Darryn W. Waugh, an atmospheric scientist at Johns Hopkins University in Baltimore, and his colleagues report that climate change could provoke variations in the circulation of air in the lower stratosphere in tropical and southern mid-latitudes - a band of the Earth including Australia and Brazil. The circulation changes would cause ozone levels in these areas never to return to levels that were present before decline began, even after ozone-depleting substances have been wiped out from the atmosphere.




"Global warming causes changes in the speed that the air is transported into and through the lower stratosphere [in tropical and southern mid-latitudes]," says Waugh. "You're moving the air through it quicker, so less ozone gets formed." He and his team present their findings in the Feb. 5 Geophysical Research Letters, a publication of the American Geophysical Union (AGU).

Dan Lubin, an atmospheric scientist who has studied the relationship between ozone depletion and variations in the ultraviolet radiation that reaches the Earth, says Waugh's findings could bode ill for people living in the tropics and southern mid-latitudes.

If ozone levels never return to pre-1960 levels in those regions, "the risk of skin cancer for fair-skinned populations living in countries like Australia and New Zealand, and probably in Chile and Argentina too, will be greater in the 21st century than it was during the 20th century," says Lubin, who is at Scripps Institution of Oceanography in La Jolla, Calif. and did not participate in the research.

Ozone is a gas which is naturally present in the atmosphere and absorbs ultraviolet radiation from the Sun that can harm living beings-for instance, by causing human skin cancer.

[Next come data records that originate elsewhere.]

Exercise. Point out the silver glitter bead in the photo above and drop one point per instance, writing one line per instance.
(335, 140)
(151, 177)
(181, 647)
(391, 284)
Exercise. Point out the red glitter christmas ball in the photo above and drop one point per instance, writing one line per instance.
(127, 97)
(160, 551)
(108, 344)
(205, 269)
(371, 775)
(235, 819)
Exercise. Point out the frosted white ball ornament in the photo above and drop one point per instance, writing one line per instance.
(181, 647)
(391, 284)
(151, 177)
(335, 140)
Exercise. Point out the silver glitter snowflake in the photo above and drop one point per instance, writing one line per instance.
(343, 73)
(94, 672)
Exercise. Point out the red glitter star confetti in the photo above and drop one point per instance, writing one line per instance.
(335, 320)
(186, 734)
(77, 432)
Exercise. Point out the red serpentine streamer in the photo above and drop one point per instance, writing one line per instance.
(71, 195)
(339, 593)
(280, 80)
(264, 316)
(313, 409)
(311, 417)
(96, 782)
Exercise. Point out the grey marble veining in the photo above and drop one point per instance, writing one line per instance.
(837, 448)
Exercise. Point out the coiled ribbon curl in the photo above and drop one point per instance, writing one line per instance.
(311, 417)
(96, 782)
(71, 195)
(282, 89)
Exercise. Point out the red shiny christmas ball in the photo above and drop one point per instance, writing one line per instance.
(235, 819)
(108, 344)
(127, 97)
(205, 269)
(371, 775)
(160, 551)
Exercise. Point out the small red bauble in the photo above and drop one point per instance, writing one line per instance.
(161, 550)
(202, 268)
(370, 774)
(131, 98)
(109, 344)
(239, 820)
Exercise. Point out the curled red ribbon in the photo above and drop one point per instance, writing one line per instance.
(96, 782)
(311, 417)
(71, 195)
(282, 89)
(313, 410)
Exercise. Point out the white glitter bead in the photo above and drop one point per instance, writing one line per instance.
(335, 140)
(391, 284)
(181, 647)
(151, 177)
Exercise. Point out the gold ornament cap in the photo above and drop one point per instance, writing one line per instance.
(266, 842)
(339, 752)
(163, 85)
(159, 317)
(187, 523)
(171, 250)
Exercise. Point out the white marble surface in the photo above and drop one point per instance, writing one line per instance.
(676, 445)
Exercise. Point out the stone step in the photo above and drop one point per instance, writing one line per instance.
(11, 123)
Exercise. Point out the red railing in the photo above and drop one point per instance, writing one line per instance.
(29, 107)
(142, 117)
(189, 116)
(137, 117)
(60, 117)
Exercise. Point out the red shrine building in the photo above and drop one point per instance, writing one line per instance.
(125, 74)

This protective molecule has been in decline in the stratosphere since the 1970s due to an increase in atmospheric concentrations of human-made substances (mostly chlorofluorocarbon and bromofluorocarbon compounds) that destroy ozone. Since the late 1980s, most countries have adhered to the Montreal Protocol, an international treaty to phase out production of ozone-depleting substances.

Researchers at NASA Goddard Space Flight Center in Greenbelt, Md. collaborated with Waugh in the new study. The team forecast effects on ozone recovery by means of simulations using a computer model known as the Goddard Earth Observing System Chemistry-Climate Model.

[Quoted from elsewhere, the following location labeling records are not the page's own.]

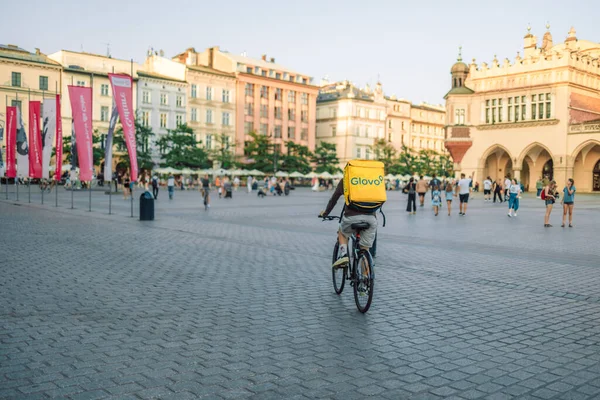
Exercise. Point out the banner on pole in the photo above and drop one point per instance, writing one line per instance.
(108, 147)
(11, 141)
(81, 105)
(58, 171)
(122, 86)
(22, 148)
(48, 131)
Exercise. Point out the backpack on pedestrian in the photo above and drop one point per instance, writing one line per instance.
(364, 189)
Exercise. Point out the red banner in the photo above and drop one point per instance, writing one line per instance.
(81, 105)
(122, 86)
(11, 142)
(35, 141)
(58, 171)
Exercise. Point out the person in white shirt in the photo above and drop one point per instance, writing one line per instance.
(463, 189)
(513, 201)
(487, 189)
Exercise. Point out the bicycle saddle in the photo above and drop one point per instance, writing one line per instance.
(359, 226)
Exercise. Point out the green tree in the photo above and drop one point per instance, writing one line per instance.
(297, 158)
(224, 154)
(325, 157)
(180, 149)
(143, 135)
(260, 152)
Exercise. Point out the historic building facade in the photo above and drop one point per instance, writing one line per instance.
(538, 115)
(268, 99)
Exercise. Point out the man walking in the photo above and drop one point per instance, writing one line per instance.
(463, 189)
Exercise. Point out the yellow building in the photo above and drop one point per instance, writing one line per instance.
(25, 76)
(536, 115)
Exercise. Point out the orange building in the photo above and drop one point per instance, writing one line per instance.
(270, 99)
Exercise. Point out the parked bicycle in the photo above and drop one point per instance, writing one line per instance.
(360, 270)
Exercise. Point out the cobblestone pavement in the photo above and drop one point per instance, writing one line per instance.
(237, 302)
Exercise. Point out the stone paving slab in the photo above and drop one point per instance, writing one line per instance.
(237, 302)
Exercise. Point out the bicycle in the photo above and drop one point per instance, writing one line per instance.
(360, 271)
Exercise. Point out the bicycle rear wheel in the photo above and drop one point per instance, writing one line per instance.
(338, 274)
(364, 280)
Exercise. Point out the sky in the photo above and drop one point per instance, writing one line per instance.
(409, 46)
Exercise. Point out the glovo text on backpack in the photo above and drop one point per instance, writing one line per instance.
(364, 188)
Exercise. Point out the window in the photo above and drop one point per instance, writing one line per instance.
(304, 98)
(304, 134)
(16, 79)
(145, 118)
(264, 92)
(291, 132)
(104, 113)
(225, 119)
(263, 129)
(249, 109)
(44, 84)
(249, 90)
(248, 127)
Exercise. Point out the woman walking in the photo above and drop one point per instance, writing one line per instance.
(411, 189)
(449, 194)
(549, 199)
(568, 202)
(514, 192)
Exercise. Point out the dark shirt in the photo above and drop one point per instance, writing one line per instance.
(337, 193)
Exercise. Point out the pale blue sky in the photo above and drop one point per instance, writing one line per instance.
(410, 44)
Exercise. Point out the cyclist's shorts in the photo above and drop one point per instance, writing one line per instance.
(367, 236)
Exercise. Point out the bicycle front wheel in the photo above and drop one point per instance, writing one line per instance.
(364, 280)
(338, 274)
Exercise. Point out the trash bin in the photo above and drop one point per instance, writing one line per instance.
(146, 207)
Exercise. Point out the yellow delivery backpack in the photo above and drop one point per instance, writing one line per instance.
(364, 188)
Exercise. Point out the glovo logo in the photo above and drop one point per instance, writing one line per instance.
(366, 182)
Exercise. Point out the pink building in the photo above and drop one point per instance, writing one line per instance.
(270, 99)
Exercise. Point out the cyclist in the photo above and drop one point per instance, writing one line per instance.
(349, 217)
(205, 182)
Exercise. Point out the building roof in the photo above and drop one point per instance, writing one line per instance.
(17, 53)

Not all regions face worse prospects for ozone recovery as a result of climate change, the scientists find.

In polar regions and northern mid-latitudes, restoration of ozone in the lower stratosphere will suffer little impact from increasing greenhouse gases, their projections indicate.

Indeed, in the upper stratosphere, climate change causes a drop in temperatures that slows down some of the chemical reactions that destroy ozone. So, recovery might be reached in those parts of the atmosphere earlier than forecast, even decades before the removal of ozone-depleting gases.

While scientists have long suspected that climate change might be altering the dynamics of stratospheric ozone recovery, Waugh's team is the first to estimate the effects of increasing greenhouse gases on the recovery of ozone by region.

Waugh says his study will help scientists attribute ozone variations to the right agent.

"Ozone is going to change in response to both ozone-depleting substances and greenhouse gases," he says, "If you don't consider climate change when studying the ozone recovery data, you may get pretty confused."